GThe EU states agreed on new sanctions against Russia just in time on Wednesday. Otherwise they would have risked embarrassment this Thursday. The first meeting of the European Political Community takes place there, 44 heads of state and government meet at Prague Castle. It should send a powerful signal to Moscow: Europe stands united against the Russian attack on Ukraine and the annexation of its territory. How would it have worked if the 27 EU countries had come to dispute sanctions? Their ambassadors had to work overtime to clear up the disputed points.
Above all, this concerned a price cap for Russian oil, the most ambitious and at the same time most complicated measure in the eighth package. With the sixth package, the member states decided in May that they would no longer import crude oil from Russia by sea from December 5. The price cap does not affect them directly. However, he is supposed to ensure that Russia does not sell its “excess oil” at high prices to other states and thus finance its war. The G-7 countries have agreed on this, and they have an important lever in their hands. Their oil tankers transport most of the Russian oil, and these shipments are mostly insured in Europe, particularly in London.
“One strike and you’re out”
However, the three EU countries with large tanker fleets fear that they will ultimately lose out if suppliers do not adhere to the price cap. After all, the Kremlin has already threatened that it will not sell oil with such a restriction.
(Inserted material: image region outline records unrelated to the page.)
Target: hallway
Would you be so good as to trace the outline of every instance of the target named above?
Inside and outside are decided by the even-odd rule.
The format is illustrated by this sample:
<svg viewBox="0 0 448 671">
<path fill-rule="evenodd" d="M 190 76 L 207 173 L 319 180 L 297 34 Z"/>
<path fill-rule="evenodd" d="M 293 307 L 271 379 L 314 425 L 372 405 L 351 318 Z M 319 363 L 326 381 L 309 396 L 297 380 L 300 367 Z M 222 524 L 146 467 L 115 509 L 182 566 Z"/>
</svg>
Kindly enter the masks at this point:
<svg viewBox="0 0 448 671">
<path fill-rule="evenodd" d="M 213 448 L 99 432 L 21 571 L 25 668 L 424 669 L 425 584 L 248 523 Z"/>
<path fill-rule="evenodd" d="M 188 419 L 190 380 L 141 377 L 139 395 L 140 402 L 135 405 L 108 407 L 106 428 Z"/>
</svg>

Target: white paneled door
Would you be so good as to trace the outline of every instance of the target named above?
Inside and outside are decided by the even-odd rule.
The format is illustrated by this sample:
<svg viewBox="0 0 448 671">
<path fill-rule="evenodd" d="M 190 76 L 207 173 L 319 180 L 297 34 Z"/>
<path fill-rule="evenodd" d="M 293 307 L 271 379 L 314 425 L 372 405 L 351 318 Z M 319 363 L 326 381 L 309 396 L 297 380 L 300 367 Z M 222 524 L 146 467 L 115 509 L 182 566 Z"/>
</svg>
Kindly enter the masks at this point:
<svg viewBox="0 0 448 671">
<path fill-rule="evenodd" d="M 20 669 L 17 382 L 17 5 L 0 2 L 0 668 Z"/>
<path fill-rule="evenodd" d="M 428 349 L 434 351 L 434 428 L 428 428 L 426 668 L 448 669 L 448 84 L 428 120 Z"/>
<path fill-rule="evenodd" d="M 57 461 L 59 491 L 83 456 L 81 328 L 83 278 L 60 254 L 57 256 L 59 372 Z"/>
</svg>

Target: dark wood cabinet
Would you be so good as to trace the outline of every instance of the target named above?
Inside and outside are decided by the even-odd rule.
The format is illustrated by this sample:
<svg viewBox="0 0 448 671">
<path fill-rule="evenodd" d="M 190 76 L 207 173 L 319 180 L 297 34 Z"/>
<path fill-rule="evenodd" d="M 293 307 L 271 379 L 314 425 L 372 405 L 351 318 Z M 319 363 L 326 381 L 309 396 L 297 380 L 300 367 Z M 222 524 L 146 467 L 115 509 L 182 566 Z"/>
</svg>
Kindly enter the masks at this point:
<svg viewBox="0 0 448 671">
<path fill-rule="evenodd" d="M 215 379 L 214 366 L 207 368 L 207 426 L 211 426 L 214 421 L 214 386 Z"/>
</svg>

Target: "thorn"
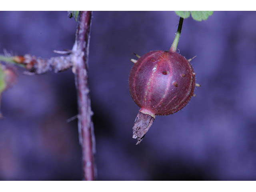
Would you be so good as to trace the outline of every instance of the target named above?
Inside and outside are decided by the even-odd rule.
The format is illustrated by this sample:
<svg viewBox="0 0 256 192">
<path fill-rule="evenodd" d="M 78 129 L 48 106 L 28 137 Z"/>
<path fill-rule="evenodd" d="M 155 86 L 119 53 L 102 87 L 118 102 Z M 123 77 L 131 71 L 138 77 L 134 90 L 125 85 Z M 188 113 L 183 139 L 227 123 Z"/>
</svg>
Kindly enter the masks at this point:
<svg viewBox="0 0 256 192">
<path fill-rule="evenodd" d="M 135 64 L 138 61 L 136 59 L 131 59 L 131 61 L 133 63 Z"/>
<path fill-rule="evenodd" d="M 193 57 L 191 59 L 188 59 L 188 62 L 190 62 L 190 61 L 191 61 L 191 60 L 192 60 L 192 59 L 194 59 L 196 57 L 196 56 L 194 56 L 194 57 Z"/>
<path fill-rule="evenodd" d="M 58 53 L 58 54 L 70 54 L 72 53 L 72 50 L 67 50 L 65 51 L 58 51 L 57 50 L 54 50 L 53 52 L 54 53 Z"/>
<path fill-rule="evenodd" d="M 178 87 L 178 83 L 177 83 L 177 82 L 176 82 L 176 81 L 172 83 L 172 84 L 175 86 L 176 87 Z"/>
<path fill-rule="evenodd" d="M 78 115 L 75 115 L 73 117 L 70 117 L 70 118 L 67 119 L 67 123 L 69 123 L 70 122 L 71 122 L 71 121 L 78 118 Z"/>
<path fill-rule="evenodd" d="M 133 54 L 135 55 L 135 56 L 138 57 L 138 58 L 140 58 L 140 56 L 139 55 L 138 55 L 138 54 L 135 53 L 133 53 Z"/>
<path fill-rule="evenodd" d="M 35 74 L 35 73 L 30 72 L 29 71 L 25 71 L 23 72 L 23 74 L 24 74 L 24 75 L 34 75 Z"/>
</svg>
Above all, Greeks, Cypriots and Maltese fear that tankers registered with them will be flagged out so that they are no longer subject to European jurisdiction. A special clause was agreed to deter shipowners from doing so: If a ship – no matter what flag it is flying – delivers oil at a higher price just once, it may never use European services again, such as insurance. “One strike and you’re out” is what diplomats call it, alluding to a practice in American criminal law. In English: There is no second chance.
But that alone was not enough to get the three countries on board. They also demanded financial compensation if deterrence doesn’t work and they lose market share. In EU language, it was now formulated as follows: If violations of a price cap lead to “significant business losses”, the EU Commission will “propose measures to dampen the negative effects”.
The member states have not yet determined how much Russian oil may cost in the future. This is to be discussed within the framework of the G 7 and requires a separate resolution from all EU states. As can be heard in Brussels, this will probably not amount to a fixed amount, but a “dynamic cap”. The price of oil has fallen in the last three months and has risen again in the past few days. In fact, Russia already has to grant a considerable discount on the world market price in order to get rid of its crude oil.
Hungary only played a supporting role
Whether the oil price cap can be formally enforced depends, on the one hand, on whether large buyers such as India and China allow the West to dictate the price. On the other hand, the EU states must set up an effective control system. National authorities should check whether suppliers and shipowners are complying with the specifications. Here, Brussels is primarily dependent on the cooperation of the authorities in Greece, Malta and Cyprus.
Hungary played only a minor role in this round of sanctions. Prime Minister Viktor Orbán is calling for an end to the sanctions against Moscow and wants to campaign for this in a referendum. But his country is not affected in this case. The price cap only applies to deliveries by sea – but Hungary, like Slovakia and the Czech Republic, gets its oil via a pipeline from Russia. These supply contracts are not touched, and the three countries are not subject to the oil embargo. There is also an exception for Bulgaria. As agreed in May, the country may purchase Russian oil by sea until the end of 2024 and is not subject to a price cap.